Juan Urdiales (Job and Talent): The ETT of the digital ecosystem

Juan Urdiales and Felipe Navío founded Job and Talent in 2009 in Málaga, but soon moved to Madrid. Urdiales remembers the beginnings as a “roller coaster” in search of the right business model: they began as a social network to share content related to employment and became a platform to connect qualified candidates with companies that were looking for profiles, until in 2016 reached its turning point. It was then that one of the co-founders of Tuenti, Félix Ruiz, joined the team, and Job and Talent pivoted again to become an integral manager of the recruitment process.
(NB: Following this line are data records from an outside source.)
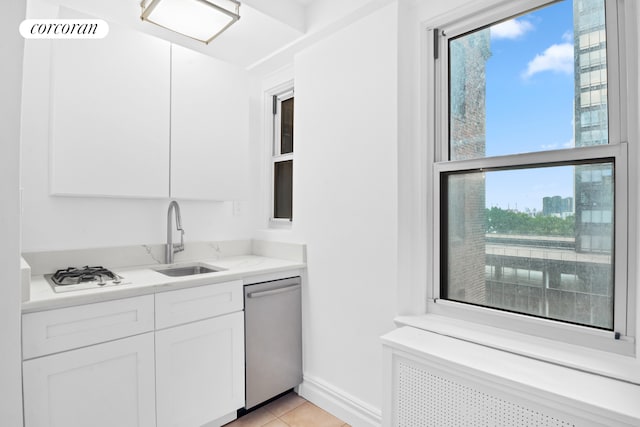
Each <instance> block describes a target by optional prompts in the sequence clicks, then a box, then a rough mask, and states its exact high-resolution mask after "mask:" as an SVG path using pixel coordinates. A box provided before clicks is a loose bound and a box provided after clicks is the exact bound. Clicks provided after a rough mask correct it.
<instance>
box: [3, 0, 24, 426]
mask: <svg viewBox="0 0 640 427" xmlns="http://www.w3.org/2000/svg"><path fill="white" fill-rule="evenodd" d="M2 6H3V7H2V14H1V18H0V39H1V40H2V67H0V117H2V119H1V120H0V171H1V172H0V174H1V175H0V200H2V205H1V207H2V208H1V209H0V242H1V244H0V343H1V344H0V420H2V421H0V424H2V425H6V426H21V425H22V379H21V376H20V375H21V365H22V363H21V353H20V300H21V293H20V193H19V191H20V190H19V189H20V171H19V165H20V97H21V87H22V49H23V44H24V41H23V40H22V37H21V36H20V34H19V33H18V25H19V24H20V22H21V21H22V20H23V19H24V17H25V2H24V0H12V1H9V2H5V3H3V5H2Z"/></svg>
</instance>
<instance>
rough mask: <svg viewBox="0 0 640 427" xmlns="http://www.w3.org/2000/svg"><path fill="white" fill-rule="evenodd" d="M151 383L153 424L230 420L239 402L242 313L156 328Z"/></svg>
mask: <svg viewBox="0 0 640 427" xmlns="http://www.w3.org/2000/svg"><path fill="white" fill-rule="evenodd" d="M156 386H157V387H156V395H157V414H158V420H157V421H158V424H157V425H158V427H191V426H194V427H195V426H202V425H205V424H206V425H208V426H215V425H221V424H222V423H223V422H225V421H228V420H229V418H228V417H227V416H230V417H231V419H233V418H235V412H236V410H237V409H239V408H241V407H243V406H244V315H243V313H242V312H241V311H240V312H236V313H232V314H227V315H224V316H220V317H215V318H211V319H206V320H200V321H197V322H193V323H188V324H185V325H181V326H175V327H172V328H169V329H165V330H161V331H157V332H156ZM222 420H225V421H222Z"/></svg>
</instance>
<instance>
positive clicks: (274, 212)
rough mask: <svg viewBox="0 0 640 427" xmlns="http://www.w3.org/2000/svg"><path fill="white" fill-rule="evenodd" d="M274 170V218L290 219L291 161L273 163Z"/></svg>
mask: <svg viewBox="0 0 640 427" xmlns="http://www.w3.org/2000/svg"><path fill="white" fill-rule="evenodd" d="M273 169H274V187H273V189H274V190H273V191H274V197H273V199H274V203H273V205H274V206H273V217H274V218H286V219H291V218H292V215H291V214H292V206H293V160H287V161H284V162H275V163H274V165H273Z"/></svg>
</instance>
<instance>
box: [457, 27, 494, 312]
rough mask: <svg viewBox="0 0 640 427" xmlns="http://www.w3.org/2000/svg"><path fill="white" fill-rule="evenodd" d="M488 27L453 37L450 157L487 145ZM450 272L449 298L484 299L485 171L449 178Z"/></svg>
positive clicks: (482, 153)
mask: <svg viewBox="0 0 640 427" xmlns="http://www.w3.org/2000/svg"><path fill="white" fill-rule="evenodd" d="M490 38H491V34H490V31H489V29H484V30H480V31H476V32H475V33H471V34H466V35H464V36H463V37H459V38H457V39H455V40H452V41H451V42H450V44H449V61H450V73H451V74H450V82H451V83H450V89H449V90H450V93H449V99H450V104H449V105H450V107H449V108H450V111H449V119H450V123H451V125H450V133H449V147H450V150H449V154H450V158H451V160H462V159H473V158H478V157H484V155H485V147H486V121H487V120H486V105H485V104H486V80H487V79H486V66H487V60H488V59H489V57H490V56H491V50H490V43H491V41H490ZM447 184H448V192H447V193H448V196H449V197H448V198H449V201H448V204H449V206H448V221H447V234H448V242H449V251H448V254H447V261H448V265H447V269H448V271H449V273H450V274H449V278H448V287H447V291H446V294H447V295H446V297H447V298H450V299H454V300H459V301H467V302H472V303H476V304H484V303H486V287H485V277H484V270H485V231H486V227H485V178H484V174H483V173H471V174H460V175H450V176H449V178H448V182H447Z"/></svg>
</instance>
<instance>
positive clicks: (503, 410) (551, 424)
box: [395, 360, 575, 427]
mask: <svg viewBox="0 0 640 427" xmlns="http://www.w3.org/2000/svg"><path fill="white" fill-rule="evenodd" d="M396 372H397V381H398V388H397V391H398V396H397V401H396V405H397V407H396V408H395V409H396V414H397V425H398V427H423V426H425V427H426V426H434V427H445V426H453V427H459V426H469V427H475V426H483V427H487V426H509V427H513V426H527V427H528V426H541V427H543V426H544V427H547V426H550V427H557V426H561V427H570V426H575V424H573V423H572V422H569V421H566V420H561V419H558V418H555V417H552V416H550V415H547V414H544V413H542V412H540V411H538V410H534V409H531V408H526V407H523V406H522V405H519V404H516V403H513V402H509V401H507V400H504V399H502V398H499V397H496V396H493V395H490V394H487V393H485V392H483V391H479V390H477V389H474V388H473V387H470V386H467V385H464V384H460V383H459V382H456V381H453V380H451V379H447V378H444V377H443V376H440V375H436V374H434V373H431V372H428V371H426V370H425V369H424V368H422V367H419V366H415V365H413V364H408V363H405V362H404V361H402V360H398V364H397V371H396Z"/></svg>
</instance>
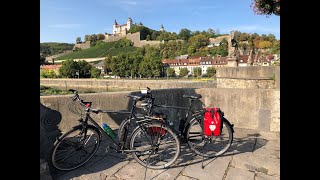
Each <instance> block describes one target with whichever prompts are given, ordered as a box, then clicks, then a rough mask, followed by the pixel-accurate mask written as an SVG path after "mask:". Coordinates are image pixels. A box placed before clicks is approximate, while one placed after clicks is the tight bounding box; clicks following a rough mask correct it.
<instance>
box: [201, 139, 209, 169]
mask: <svg viewBox="0 0 320 180" xmlns="http://www.w3.org/2000/svg"><path fill="white" fill-rule="evenodd" d="M207 142H208V140H207V139H204V145H203V147H202V164H201V168H202V169H204V166H203V161H204V147H205V146H206V145H207Z"/></svg>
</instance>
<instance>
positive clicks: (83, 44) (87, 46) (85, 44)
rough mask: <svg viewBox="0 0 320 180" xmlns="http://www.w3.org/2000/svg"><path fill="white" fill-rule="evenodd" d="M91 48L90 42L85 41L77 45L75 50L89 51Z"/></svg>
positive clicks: (74, 45)
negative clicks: (78, 49)
mask: <svg viewBox="0 0 320 180" xmlns="http://www.w3.org/2000/svg"><path fill="white" fill-rule="evenodd" d="M90 46H91V45H90V41H85V42H83V43H79V44H75V45H74V48H73V49H75V48H80V49H88V48H90Z"/></svg>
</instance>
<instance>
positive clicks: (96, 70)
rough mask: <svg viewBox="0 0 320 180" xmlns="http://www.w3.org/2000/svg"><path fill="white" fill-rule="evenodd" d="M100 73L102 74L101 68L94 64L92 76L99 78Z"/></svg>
mask: <svg viewBox="0 0 320 180" xmlns="http://www.w3.org/2000/svg"><path fill="white" fill-rule="evenodd" d="M100 75H101V70H100V69H98V68H96V67H93V66H92V68H91V77H93V78H99V77H100Z"/></svg>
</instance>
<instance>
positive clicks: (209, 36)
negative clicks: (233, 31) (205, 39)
mask: <svg viewBox="0 0 320 180" xmlns="http://www.w3.org/2000/svg"><path fill="white" fill-rule="evenodd" d="M207 34H208V37H209V38H213V37H214V34H215V32H214V30H213V29H211V28H209V29H208V31H207Z"/></svg>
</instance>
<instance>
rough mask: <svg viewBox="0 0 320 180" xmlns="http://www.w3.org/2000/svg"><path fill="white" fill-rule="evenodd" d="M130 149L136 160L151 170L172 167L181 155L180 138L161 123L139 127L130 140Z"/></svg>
mask: <svg viewBox="0 0 320 180" xmlns="http://www.w3.org/2000/svg"><path fill="white" fill-rule="evenodd" d="M130 149H132V150H137V152H132V155H133V157H134V158H135V160H136V161H137V162H138V163H139V164H141V165H142V166H145V167H147V168H150V169H162V168H166V167H169V166H170V165H172V164H173V163H174V162H175V161H176V160H177V159H178V156H179V154H180V141H179V139H178V136H177V135H176V134H175V133H174V132H173V131H172V130H171V129H170V128H168V127H166V126H165V125H163V124H160V123H147V124H144V125H142V127H137V128H136V129H135V130H134V131H133V133H132V137H131V139H130Z"/></svg>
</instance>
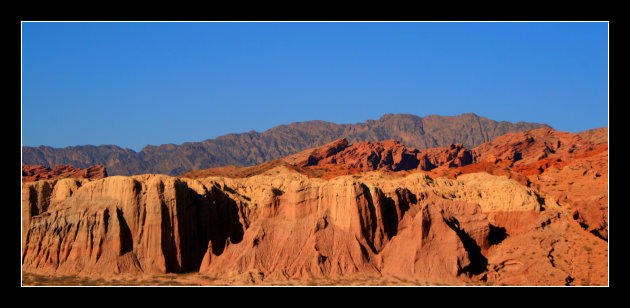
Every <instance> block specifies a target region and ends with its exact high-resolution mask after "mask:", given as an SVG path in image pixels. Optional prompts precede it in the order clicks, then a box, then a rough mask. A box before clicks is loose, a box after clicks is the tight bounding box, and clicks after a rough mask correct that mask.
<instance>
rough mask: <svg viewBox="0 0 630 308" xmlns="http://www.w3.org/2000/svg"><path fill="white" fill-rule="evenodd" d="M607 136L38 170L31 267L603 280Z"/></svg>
mask: <svg viewBox="0 0 630 308" xmlns="http://www.w3.org/2000/svg"><path fill="white" fill-rule="evenodd" d="M603 136H604V133H603V132H602V131H601V130H598V131H593V132H589V133H581V134H569V133H562V132H556V131H553V130H548V129H542V130H536V131H529V132H526V133H523V134H512V135H509V136H504V137H502V138H499V139H497V140H494V141H492V143H491V144H483V145H481V146H479V147H477V148H475V149H473V150H472V151H471V150H468V149H465V148H464V147H463V146H461V145H457V144H455V145H452V146H450V147H448V148H437V149H430V150H425V151H418V150H415V149H411V150H409V149H406V148H405V147H404V145H402V144H400V143H398V142H396V141H393V140H391V141H383V142H364V143H361V142H360V143H357V144H354V145H350V146H349V145H348V144H347V142H345V140H337V141H336V142H334V143H333V144H330V145H326V146H324V147H320V148H317V149H314V150H310V151H306V152H304V153H299V155H297V154H296V155H294V156H292V157H289V158H287V160H285V161H277V162H271V163H268V164H266V165H260V166H256V167H250V168H243V169H238V168H236V169H238V170H236V169H235V168H231V169H229V168H228V169H229V170H227V169H226V170H227V171H226V170H222V171H221V170H213V173H210V174H206V175H205V177H204V176H203V173H200V174H198V176H195V177H197V179H191V178H187V177H181V178H172V177H168V176H163V175H143V176H134V177H110V178H105V179H100V180H90V179H80V178H67V179H54V180H42V181H36V182H27V183H23V187H22V189H23V196H22V204H23V215H22V217H23V235H24V237H23V239H24V247H23V268H24V269H25V270H29V271H37V272H49V273H63V274H74V273H82V274H86V275H101V274H107V273H110V274H111V273H113V274H115V273H123V272H124V273H169V272H189V271H199V272H201V273H203V274H206V275H210V276H218V277H227V278H230V279H234V281H236V283H252V282H255V281H257V280H265V279H276V280H282V279H302V280H304V279H309V278H312V277H328V278H330V277H342V276H343V277H353V276H355V275H374V276H381V275H382V276H394V277H402V278H408V279H412V280H425V281H430V282H434V283H446V284H458V283H463V282H475V283H479V282H481V283H489V284H495V285H496V284H509V285H565V284H569V285H587V284H589V285H606V284H607V279H608V274H607V273H608V263H607V257H608V250H607V246H608V245H607V242H606V239H607V222H608V217H607V206H608V195H607V187H608V181H607V174H608V173H607V170H608V146H607V142H605V141H604V137H603ZM289 162H290V164H289ZM34 169H36V168H34ZM40 169H41V168H40ZM233 169H234V170H233ZM425 169H426V170H428V171H424V170H425ZM214 171H216V172H214ZM296 171H297V172H296ZM33 172H34V171H33ZM221 172H230V174H232V175H233V177H232V176H225V174H223V176H221V175H222V174H221ZM304 174H306V175H308V177H307V176H304ZM343 174H345V175H346V176H340V175H343ZM208 175H210V176H208ZM429 175H431V176H429Z"/></svg>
temporary hiring for companies, from selection to contracts and payroll. That is, a temporary employment agency (ETT), but in the digital world. This shift came at a high price: they had to lay off a third of their staff as a requirement to continue attracting investment. The growth since then was unstoppable: from five million in turnover that year to 1.9 billion in 2022. The history of Job and Talent cannot be understood without its expansion through the purchase of traditional ETTs, nor without its relationship with other technology companies. : Many of the workers at Cabify, Glovo, Amazon, Just Eat or Uber Eats are outsourced through Job and Talent. This has made them rise like foam, but it has also caused the regulatory pressure on these companies to end up affecting them. It reached unicorn status at the beginning of 2021, and at the end of that same year it doubled its size and valuation.

Anders Sjöblom (Recover): A start-up with more than a century of history

The history of Recover, a company dedicated to textile recycling that was born in December 2020 in Banyeres de Mariola (Alicante), cannot be understood without that of Hilaturas Ferré, which was founded in 1947 on the Ferré family's textile company, whose origin dates back to 1914. In fact, Recover is what is known in the world of entrepreneurship as a spin off, a project that was born within a traditional company but that, due to its technological innovation, separates itself to make its own path. . A little over three years ago, Hilaturas Ferré sold Recover to Story3 Capital, an American venture capital fund, so that the company could fly on its own with a business focused on the production of recycled cotton fiber and high-quality, sustainable cotton fiber blends. quality. This company has one center in Spain and two in Asia, and exceeded the valuation of $1 billion, the threshold at which it enters the category of unicorn company, in June 2022, when Goldman Sachs led a valued financing round. by 100 million to further boost its international presence. “Recover is helping to create a sustainable future by solving a colossal environmental problem and we are delighted to partner with Goldman Sachs to accelerate our growth,” said the company's then CEO, Alfredo Ferré (after the signing of Anders Sjöblom, from H&M , Ferré, fourth generation of the founding family, became product manager). The company has worked for Wrangler, Tommy Hilfiger, G-Star and The North Face.